When I go to pro-choice events and see anti-choice folks out in full force with their posters of dissected fetuses — upsetting, no doubt — I always want posters of bloodied, abused or neglected children right beside them. If we’re going to drag out the grisly pictures, let’s drag out all of them.

 

Finally, I think we can all agree that the fewer abortions there are, the better. So why cut family planning? To prevent an unwanted pregnancy, shouldn’t birth control be readily available? That is the final insanity to me, that often the political figures that oppose choice also oppose family planning. That is just plain denial of human biology. People of a certain age are going to have sex. Period. Let’s provide all the information and supplies they may need to make wise and informed choices.

 

My views on death penalty are simple. I don’t think we as a society can teach that killing is wrong by killing. I can’t teach my children not to hit by hitting them. Beyond all the other evidence and reasons — DNA testing proving innocence, the enormous cost to the taxpayers to keep someone on death row, the implicit belief that reform is not possible, the fact that studies have shown it does not act as a deterrent — for me, it boils down to that simple fact. We can’t say that we don’t believe in killing, and then kill. Whatever we may say, the death penalty is state sanctioned blood lust.

 

These two issues — abortion and death penalty — will figure into the next election, as they always do. Abortion is a political football that regularly gains and loses elections for candidates, and that is sad. It is a highly personal, private decision between a woman, her family, and her doctor.

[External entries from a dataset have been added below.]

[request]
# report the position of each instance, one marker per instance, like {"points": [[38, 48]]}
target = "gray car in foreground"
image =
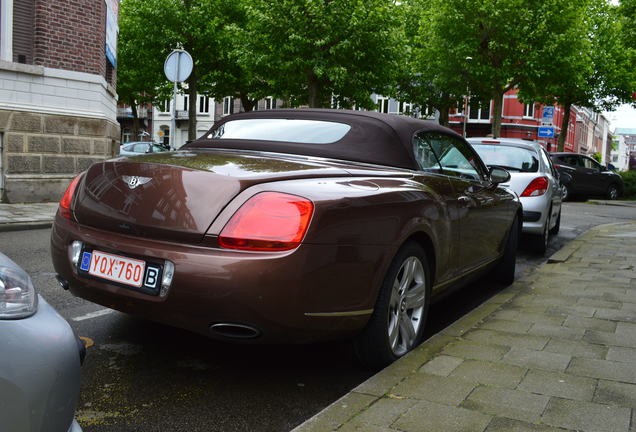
{"points": [[533, 177], [40, 359]]}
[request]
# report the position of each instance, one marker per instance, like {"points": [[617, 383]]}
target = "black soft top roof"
{"points": [[383, 139]]}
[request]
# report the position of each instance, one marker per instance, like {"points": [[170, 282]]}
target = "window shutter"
{"points": [[23, 31]]}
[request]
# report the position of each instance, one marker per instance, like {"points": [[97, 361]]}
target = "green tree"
{"points": [[427, 79], [309, 50], [595, 74], [151, 29], [496, 45]]}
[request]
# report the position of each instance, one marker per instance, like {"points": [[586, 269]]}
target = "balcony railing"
{"points": [[126, 112]]}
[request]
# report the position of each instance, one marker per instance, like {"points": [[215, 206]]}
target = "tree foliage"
{"points": [[151, 29], [308, 50], [595, 73], [427, 78], [495, 45]]}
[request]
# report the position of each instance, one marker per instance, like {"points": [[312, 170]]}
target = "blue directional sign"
{"points": [[548, 114], [546, 132]]}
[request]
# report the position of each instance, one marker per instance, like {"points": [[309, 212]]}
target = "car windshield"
{"points": [[511, 158], [287, 130]]}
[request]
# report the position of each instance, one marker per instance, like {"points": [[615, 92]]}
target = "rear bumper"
{"points": [[535, 212], [275, 293]]}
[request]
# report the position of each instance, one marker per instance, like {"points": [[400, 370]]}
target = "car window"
{"points": [[424, 154], [573, 160], [548, 162], [508, 157], [454, 157], [286, 130]]}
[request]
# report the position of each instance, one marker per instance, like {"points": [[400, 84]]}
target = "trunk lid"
{"points": [[176, 196]]}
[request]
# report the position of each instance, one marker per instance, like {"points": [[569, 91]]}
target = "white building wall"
{"points": [[163, 120], [44, 90]]}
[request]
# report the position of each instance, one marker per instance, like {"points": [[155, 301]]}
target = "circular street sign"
{"points": [[178, 66]]}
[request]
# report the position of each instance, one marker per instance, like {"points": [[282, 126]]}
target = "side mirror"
{"points": [[565, 178], [499, 175]]}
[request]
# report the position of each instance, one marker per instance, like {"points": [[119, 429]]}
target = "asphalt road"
{"points": [[142, 376]]}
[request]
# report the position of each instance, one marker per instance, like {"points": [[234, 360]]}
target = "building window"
{"points": [[335, 103], [382, 104], [270, 103], [460, 107], [164, 106], [405, 108], [228, 105], [528, 110], [478, 112], [164, 135], [204, 104]]}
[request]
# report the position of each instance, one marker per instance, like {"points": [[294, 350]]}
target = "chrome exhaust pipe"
{"points": [[63, 282], [234, 331]]}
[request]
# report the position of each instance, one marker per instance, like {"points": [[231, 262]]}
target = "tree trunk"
{"points": [[313, 89], [135, 131], [565, 124], [248, 104], [497, 107], [192, 105], [444, 116]]}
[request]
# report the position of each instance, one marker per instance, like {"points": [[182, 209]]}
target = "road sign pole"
{"points": [[177, 67], [173, 132]]}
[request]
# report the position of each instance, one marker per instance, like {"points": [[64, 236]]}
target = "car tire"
{"points": [[395, 327], [612, 192], [504, 272], [565, 193], [557, 226]]}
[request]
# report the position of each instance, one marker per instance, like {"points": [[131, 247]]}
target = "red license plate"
{"points": [[117, 268]]}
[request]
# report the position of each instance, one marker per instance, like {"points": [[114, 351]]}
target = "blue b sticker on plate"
{"points": [[86, 261]]}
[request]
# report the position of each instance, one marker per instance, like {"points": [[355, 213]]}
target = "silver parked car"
{"points": [[40, 359], [533, 177], [140, 147]]}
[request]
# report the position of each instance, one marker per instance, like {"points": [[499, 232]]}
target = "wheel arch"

It does infuriate me to see politicians speaking about it and knowing that if any woman in their family needed to terminate a pregnancy, they could. Somehow, they’d find a way, and that’s just the truth. A wise woman once told me that if a woman does not want to be pregnant, she will find a way not to be — drinking poison, throwing herself downstairs, something equally psychologically and physically damaging. I believe in a woman’s right to choose. Felicity Huffman recently said, “I am so proud to live in a country where we protect a person’s right to make a choice different from our own.” From your lips to God’s ear’s. Saint Felicity.

 

And now you: How do you reason out these issues?